Jaden McDaniels: 9/10
Of all the point-of-attack opponents for him to face — and he faces the finest — Fox is one of the toughest covers. The dude moves like Sonic The Hedgehog on a fucking crack bender. As the game wore on and the back-to-back started to set into McDaniels’ legs, you could feel Fox’s acceleration and wiggle starting to dust the gangly on-ball shadow demon. But it only felt so noticeable because, up until the fourth quarter, Fox had been incarcerated in Jaden McDaniels’ penitentiary of point-of-attack poison.
He breezed through Sabonis’ screens, stayed connected to Fox’s snaking pick-and-roll forays, and contested shots at the rim alongside Gobert and Kyle Anderson — snagging way more contested rebounds than he usually does to cap off possessions. If he doesn’t exert that demonic defensive effort, there is no chance Minnesota are able to survive his leggy fourth quarter.
And they also wouldn’t be traipsing out of Target Center with another big dub if McDaniels didn’t do what he did on the other side of the ball. Since he missed that game-winning trey against the Utah Jazz, the kid has been fucking clutch. Like he’s on a revenge tour around the Association. Like the grim reaper tapping on the shoulder of unsuspecting defenses. He had a smattering of sweet finishes and standstill jumpers throughout the game, but his transition swoop and catch-and-shoot haymaker in the closing minutes really deflated any chance of a Kings comeback.
Love this kid.
Finished with 15 points (62.5% TS), 8 rebounds and 2 assists in 35 minutes — +18.0 net rating.
Kyle Anderson: 8/10
He’s the grown man of the bunch. While everybody is sizzling, he is there feeding logs.
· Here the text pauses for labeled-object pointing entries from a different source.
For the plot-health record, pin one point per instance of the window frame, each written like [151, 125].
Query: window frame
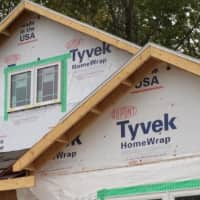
[53, 101]
[62, 59]
[33, 89]
[17, 108]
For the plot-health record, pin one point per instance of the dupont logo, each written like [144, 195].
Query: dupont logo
[123, 112]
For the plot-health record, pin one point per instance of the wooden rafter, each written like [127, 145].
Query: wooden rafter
[96, 104]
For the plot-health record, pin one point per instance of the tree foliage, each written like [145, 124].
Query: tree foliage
[171, 23]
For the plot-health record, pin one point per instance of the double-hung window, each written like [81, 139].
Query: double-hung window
[34, 87]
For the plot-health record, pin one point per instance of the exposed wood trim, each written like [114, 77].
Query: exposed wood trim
[12, 16]
[86, 29]
[17, 183]
[101, 99]
[30, 167]
[90, 118]
[81, 111]
[179, 61]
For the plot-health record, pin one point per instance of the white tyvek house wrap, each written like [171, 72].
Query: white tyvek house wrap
[101, 163]
[24, 128]
[156, 121]
[84, 186]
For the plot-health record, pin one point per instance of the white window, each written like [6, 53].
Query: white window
[20, 89]
[34, 87]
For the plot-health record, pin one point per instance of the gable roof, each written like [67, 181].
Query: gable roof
[104, 96]
[29, 6]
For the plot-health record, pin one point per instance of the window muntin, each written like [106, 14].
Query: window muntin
[34, 87]
[47, 83]
[20, 89]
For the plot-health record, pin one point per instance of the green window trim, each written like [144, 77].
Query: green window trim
[61, 58]
[148, 189]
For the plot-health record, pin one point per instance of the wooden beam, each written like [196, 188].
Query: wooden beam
[8, 195]
[40, 147]
[30, 167]
[12, 16]
[17, 183]
[67, 136]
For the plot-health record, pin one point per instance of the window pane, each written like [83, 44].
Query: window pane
[195, 197]
[47, 83]
[20, 89]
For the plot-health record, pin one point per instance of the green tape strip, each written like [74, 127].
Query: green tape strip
[151, 188]
[64, 85]
[61, 58]
[5, 114]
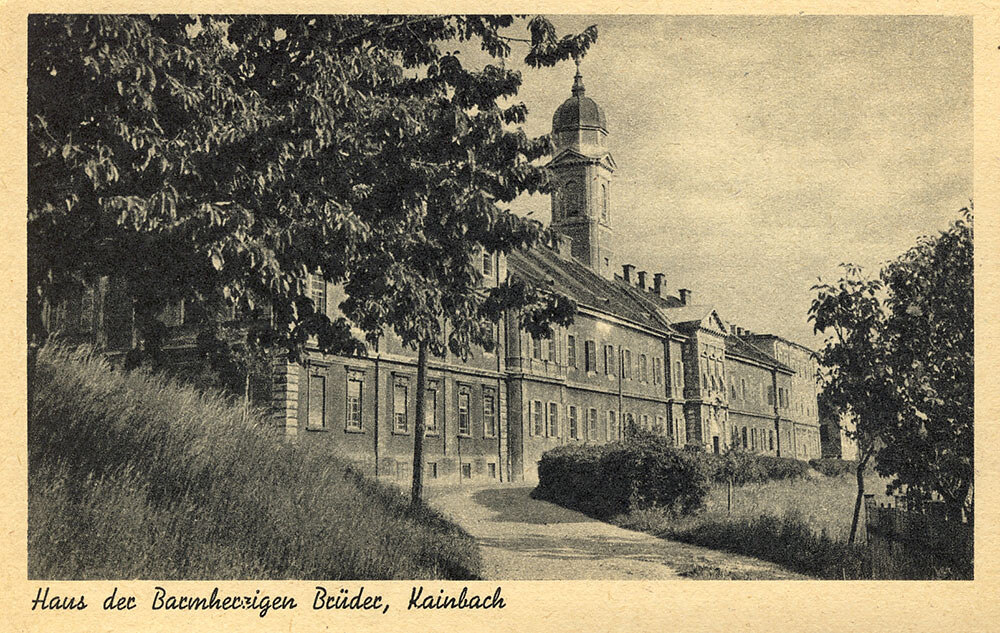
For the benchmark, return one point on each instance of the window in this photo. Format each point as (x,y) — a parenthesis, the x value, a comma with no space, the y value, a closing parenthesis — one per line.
(317,292)
(464,423)
(489,413)
(400,421)
(537,412)
(355,384)
(317,402)
(430,409)
(487,264)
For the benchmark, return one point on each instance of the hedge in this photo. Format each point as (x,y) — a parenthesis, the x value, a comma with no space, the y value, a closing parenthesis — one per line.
(613,479)
(832,467)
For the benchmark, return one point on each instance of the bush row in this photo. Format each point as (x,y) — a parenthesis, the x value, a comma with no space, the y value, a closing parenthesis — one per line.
(832,467)
(613,479)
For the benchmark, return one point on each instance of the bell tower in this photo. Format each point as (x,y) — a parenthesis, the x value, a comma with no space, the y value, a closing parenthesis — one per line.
(582,170)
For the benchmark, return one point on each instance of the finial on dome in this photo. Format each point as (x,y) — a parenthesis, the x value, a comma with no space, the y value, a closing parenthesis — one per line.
(578,88)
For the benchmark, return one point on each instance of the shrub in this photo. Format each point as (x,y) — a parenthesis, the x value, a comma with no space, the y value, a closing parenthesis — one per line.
(832,467)
(613,479)
(134,476)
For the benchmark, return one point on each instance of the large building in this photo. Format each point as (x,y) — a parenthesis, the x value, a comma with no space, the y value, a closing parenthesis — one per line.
(636,353)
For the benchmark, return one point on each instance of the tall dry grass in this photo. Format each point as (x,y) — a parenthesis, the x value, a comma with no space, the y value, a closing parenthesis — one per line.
(132,475)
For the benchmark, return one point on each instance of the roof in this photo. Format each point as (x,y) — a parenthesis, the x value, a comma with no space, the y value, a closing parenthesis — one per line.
(544,267)
(578,111)
(738,347)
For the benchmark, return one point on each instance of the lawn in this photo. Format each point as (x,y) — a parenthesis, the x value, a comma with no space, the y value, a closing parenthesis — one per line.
(134,476)
(800,523)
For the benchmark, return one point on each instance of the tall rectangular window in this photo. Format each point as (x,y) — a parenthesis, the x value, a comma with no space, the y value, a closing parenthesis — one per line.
(430,409)
(590,353)
(538,414)
(400,419)
(317,402)
(464,423)
(317,292)
(355,386)
(489,413)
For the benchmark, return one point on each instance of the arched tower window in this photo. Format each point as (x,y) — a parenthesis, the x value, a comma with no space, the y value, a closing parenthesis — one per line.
(604,202)
(572,198)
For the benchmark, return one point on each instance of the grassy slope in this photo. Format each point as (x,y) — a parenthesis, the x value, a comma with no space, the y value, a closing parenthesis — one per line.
(801,523)
(134,476)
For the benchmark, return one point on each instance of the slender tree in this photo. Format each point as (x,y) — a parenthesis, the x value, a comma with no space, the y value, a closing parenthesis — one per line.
(857,380)
(930,328)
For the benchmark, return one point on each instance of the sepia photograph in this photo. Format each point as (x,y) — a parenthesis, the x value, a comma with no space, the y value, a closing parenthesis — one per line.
(499,297)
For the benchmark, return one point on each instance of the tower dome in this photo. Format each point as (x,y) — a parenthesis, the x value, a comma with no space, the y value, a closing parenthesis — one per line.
(579,111)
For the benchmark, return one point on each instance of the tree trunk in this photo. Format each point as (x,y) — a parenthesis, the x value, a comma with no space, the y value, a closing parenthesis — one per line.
(857,502)
(246,396)
(417,492)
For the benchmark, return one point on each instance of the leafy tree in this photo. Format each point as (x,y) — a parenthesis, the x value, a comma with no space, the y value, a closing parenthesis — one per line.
(930,328)
(854,358)
(229,157)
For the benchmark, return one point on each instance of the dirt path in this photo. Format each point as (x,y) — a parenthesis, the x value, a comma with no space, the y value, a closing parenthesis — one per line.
(522,538)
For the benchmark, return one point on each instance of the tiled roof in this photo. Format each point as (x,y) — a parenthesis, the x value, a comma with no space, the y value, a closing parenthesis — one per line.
(546,268)
(737,346)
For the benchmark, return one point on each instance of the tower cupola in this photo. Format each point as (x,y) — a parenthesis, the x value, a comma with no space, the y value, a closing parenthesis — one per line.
(582,169)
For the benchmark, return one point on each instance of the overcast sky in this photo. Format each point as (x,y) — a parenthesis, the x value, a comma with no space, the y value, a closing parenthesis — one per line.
(755,154)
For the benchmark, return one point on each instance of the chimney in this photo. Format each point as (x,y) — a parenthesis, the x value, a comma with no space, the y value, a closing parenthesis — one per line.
(658,284)
(627,270)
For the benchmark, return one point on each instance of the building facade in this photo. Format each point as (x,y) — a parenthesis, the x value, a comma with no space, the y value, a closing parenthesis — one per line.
(636,354)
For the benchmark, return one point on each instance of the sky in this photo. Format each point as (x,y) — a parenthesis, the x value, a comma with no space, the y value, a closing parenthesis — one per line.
(756,154)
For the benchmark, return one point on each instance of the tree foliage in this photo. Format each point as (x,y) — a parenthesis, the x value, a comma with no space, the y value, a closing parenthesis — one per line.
(227,157)
(899,359)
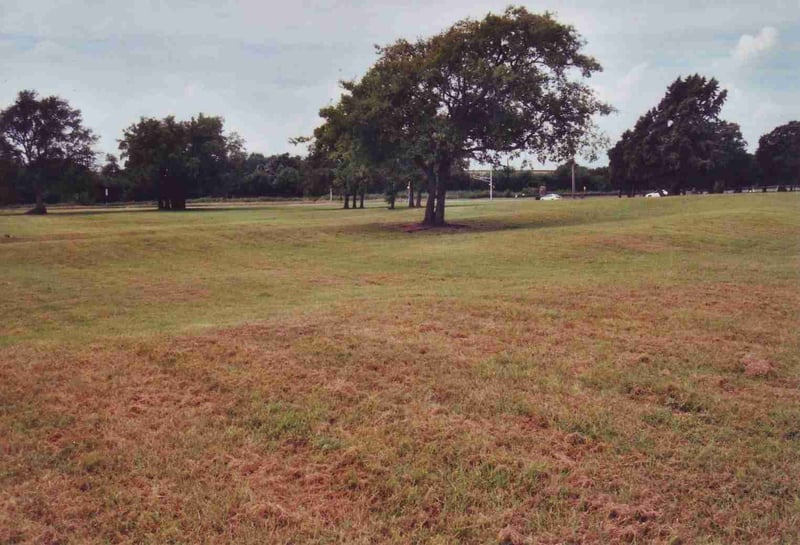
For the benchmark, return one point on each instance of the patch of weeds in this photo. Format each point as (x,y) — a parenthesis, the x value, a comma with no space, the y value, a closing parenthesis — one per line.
(658,418)
(683,401)
(34,419)
(514,404)
(593,424)
(326,443)
(534,476)
(491,476)
(268,421)
(278,420)
(505,366)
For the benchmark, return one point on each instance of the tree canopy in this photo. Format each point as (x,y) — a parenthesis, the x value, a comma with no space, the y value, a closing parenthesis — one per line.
(507,84)
(681,142)
(45,137)
(173,160)
(778,154)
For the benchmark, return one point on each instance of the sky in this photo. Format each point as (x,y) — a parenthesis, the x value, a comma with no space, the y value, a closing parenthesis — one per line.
(268,67)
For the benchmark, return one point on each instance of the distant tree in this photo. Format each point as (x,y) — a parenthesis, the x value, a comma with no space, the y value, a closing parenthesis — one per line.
(479,90)
(778,154)
(681,142)
(172,160)
(46,138)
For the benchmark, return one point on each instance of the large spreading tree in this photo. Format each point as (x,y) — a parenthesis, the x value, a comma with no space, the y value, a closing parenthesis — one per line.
(45,137)
(778,154)
(681,142)
(505,85)
(172,160)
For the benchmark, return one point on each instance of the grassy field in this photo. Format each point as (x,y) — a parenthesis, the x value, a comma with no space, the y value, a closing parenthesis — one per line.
(566,372)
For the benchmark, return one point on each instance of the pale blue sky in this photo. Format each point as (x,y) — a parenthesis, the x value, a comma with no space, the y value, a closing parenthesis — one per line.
(268,67)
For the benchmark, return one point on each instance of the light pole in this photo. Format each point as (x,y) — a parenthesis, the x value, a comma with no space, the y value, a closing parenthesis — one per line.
(573,177)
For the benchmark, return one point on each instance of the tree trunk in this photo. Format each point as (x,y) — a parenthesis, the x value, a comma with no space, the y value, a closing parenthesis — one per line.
(442,177)
(39,208)
(430,217)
A background piece for most of the evening compared to his comrades, perhaps mostly due to another bout of foul trouble, but when he was on the floor he was the perfectly sticky glue holding all of the dazzling dominance together.
When they needed a board, he’d box out perfectly or grab one himself. When they needed a bucket, he’d slither his way to the rim to draw a foul or feather in a floater. When Chris Finch’s ploy was to get Edwards or Russell going in an off-ball capacity, he was able to make plays for others as a ball-handler or point-forward connector.
He is everything they need. He’s the fibers pulling them together. The synapses telling the brains what to do. The legs pumping so that his fellow arms can make miracles.
Finished with 9 points (72.6% TS), 4 rebounds and 5 assists in 27 minutes — +27.3 net rating.